Manifestation d'un collectif favorable au travail du dimanche, le 2 octobre 2013 à Paris. — Michel Spingler/AP/SIPA

«C’est un peu flou». La question du travail dominical à Paris, relancée par la publication, ce mercredi dans l’Opinion, d’une partie du rapport de la mission d'information et d'évaluation (MIE) souhaitée par la Mairie sur cette question, a de quoi laisser perplexe Eric Rocheblave, avocat spécialiste du droit du travail.

Face à la loi Macron, qui vise à assouplir le travail dominical et que le ministre de l’Economie doit présenter en Conseil des ministres (normalement le 10), quelques zones d’ombre persistent. Et laissent à penser que le gouvernement pourrait passer outre certaines prérogatives de la Mairie de Paris pour sa mise en place.
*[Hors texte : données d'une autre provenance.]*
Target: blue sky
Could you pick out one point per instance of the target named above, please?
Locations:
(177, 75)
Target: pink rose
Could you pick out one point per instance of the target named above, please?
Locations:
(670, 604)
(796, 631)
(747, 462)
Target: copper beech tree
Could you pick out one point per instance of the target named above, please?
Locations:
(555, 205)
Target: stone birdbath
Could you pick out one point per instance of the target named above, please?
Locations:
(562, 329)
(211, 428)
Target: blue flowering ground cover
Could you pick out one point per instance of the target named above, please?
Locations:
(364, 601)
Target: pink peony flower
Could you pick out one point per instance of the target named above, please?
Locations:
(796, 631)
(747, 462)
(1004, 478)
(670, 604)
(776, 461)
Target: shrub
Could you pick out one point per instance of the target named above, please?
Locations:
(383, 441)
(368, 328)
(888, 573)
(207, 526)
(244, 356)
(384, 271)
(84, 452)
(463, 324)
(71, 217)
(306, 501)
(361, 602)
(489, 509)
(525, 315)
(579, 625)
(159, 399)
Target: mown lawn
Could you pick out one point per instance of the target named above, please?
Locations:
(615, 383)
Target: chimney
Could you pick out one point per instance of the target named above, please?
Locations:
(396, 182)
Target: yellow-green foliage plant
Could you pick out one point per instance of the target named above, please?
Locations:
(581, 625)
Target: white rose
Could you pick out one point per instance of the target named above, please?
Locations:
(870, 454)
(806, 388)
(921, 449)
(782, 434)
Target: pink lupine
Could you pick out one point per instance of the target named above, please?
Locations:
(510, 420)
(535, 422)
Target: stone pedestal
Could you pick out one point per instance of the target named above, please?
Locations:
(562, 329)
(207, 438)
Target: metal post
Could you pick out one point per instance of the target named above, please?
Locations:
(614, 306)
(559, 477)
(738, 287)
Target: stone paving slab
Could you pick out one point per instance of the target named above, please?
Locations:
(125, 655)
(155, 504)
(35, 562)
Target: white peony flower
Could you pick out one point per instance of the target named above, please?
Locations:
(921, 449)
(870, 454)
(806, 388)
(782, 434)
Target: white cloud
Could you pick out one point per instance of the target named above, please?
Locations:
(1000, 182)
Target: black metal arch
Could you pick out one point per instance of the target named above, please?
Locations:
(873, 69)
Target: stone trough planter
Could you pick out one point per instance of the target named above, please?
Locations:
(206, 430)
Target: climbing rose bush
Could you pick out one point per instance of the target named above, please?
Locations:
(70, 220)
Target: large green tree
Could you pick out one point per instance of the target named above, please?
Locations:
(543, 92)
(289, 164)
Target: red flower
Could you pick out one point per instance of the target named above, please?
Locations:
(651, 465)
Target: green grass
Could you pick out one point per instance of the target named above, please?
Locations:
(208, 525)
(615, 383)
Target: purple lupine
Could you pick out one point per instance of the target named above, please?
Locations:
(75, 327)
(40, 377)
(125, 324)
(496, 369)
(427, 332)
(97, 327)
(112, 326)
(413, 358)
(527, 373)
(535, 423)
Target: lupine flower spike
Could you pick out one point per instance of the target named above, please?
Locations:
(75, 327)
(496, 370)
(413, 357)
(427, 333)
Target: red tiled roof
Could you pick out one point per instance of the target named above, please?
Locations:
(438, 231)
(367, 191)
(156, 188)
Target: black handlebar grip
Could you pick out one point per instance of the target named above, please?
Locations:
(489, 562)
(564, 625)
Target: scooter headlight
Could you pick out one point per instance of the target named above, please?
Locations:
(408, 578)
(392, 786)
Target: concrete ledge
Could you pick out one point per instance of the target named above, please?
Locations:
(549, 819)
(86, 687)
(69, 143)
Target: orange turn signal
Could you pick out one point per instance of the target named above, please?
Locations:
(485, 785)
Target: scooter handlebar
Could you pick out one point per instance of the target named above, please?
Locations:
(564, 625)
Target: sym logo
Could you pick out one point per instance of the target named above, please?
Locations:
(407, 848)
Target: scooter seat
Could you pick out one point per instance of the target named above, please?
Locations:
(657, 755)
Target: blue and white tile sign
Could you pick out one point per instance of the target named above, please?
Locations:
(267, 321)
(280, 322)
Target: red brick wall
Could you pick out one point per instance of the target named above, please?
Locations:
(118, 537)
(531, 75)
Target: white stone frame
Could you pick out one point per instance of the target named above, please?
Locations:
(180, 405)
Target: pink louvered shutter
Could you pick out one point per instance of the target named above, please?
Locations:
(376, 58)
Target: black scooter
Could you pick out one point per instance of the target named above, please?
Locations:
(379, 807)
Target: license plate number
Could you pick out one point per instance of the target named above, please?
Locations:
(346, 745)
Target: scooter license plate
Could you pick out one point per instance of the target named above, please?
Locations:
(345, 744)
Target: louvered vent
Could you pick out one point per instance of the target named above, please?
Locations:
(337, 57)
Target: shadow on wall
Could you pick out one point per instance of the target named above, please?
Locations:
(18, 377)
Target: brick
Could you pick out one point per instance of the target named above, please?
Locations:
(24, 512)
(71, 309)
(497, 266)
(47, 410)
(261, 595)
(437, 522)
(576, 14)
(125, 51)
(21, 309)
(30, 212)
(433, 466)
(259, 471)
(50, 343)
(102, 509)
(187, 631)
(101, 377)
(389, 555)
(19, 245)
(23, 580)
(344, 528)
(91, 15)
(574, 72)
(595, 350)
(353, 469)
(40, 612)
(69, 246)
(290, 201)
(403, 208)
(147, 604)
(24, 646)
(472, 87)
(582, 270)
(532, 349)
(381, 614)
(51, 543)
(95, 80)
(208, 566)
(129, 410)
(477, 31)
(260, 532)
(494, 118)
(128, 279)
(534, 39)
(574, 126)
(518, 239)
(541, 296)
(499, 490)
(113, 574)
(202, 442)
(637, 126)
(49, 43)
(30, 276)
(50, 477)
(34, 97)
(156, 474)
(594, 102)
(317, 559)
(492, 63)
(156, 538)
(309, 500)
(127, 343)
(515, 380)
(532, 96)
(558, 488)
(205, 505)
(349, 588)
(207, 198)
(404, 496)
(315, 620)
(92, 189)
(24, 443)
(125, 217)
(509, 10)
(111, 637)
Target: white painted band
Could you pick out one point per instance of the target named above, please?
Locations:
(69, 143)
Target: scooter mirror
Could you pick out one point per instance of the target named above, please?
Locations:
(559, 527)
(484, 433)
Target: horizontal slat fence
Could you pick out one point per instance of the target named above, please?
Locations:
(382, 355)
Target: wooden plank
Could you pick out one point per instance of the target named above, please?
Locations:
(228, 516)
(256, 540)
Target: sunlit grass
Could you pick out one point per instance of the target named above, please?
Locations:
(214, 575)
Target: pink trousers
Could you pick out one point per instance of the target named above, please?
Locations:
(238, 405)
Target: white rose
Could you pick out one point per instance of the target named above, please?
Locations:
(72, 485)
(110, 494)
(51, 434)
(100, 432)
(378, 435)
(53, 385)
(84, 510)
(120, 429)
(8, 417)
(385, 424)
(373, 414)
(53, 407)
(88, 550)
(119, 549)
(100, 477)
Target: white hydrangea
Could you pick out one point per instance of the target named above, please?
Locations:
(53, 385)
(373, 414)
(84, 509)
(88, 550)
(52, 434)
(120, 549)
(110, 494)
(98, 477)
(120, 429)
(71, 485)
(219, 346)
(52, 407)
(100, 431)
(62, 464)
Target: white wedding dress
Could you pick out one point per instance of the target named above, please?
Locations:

Zones touristiques internationales

Car si cette loi prévoit un élargissement du nombre maximal de dimanches travaillés, qui pourrait passer de 5 à 12 sur autorisation des maires, comme le prévoit le texte de loi, elle envisage également «des contournements», estime l’avocat.

Les «zones touristiques internationales» pourraient en être une, selon lui. Prévues dans le texte de la loi Macron, elles pourraient être «imposées de manière unilatérale par arrêtés ministériels», précise-t-il. «Ce qui serait moins démocratique que de laisser les maires choisir». Et puis entre Bercy et le Quai d’Orsay, qui appuie également la création de ces zones, «reste à savoir lequel de ces ministères serait décideur», ironise l’avocat.

Du côté de la Mairie de Paris justement, on rappelle que les actuelles zones touristiques sont de la compétence de l’édile (le détail par ici), et qu’il a été demandé que ce soit également le cas pour ces nouvelles «zones internationales».

Possibles «contournements»

Mais selon Eric Rocheblave, ces «nouveautés» de la loi Macron, comme la proposition que «dans une dizaine de gares, lorsque le trafic le justifie, les commerces puissent ouvrir le dimanche au même titre que dans les aéroports», introduit de possibilité de «contourner» le simple élargissement du nombre maximal de dimanches travaillés. Et donc d'«élargir le travail du dimanche, qui est une vraie question de société».

«Les députés pourront ensuite faire des recours contre la loi», estime Eric Rocheblave. Sans compter que le projet de loi peut être amandé d'ici là, précise-t-on à la Mairie. Quant aux conclusions de la MIE, elles doivent être remises au Maire le 16 décembre. Un débat au Conseil de Paris doit ensuite avoir lieu le 9 février, précise l’exécutif parisien. Mais ce qui est sûr, c’est que  «le processus n’est pas fini».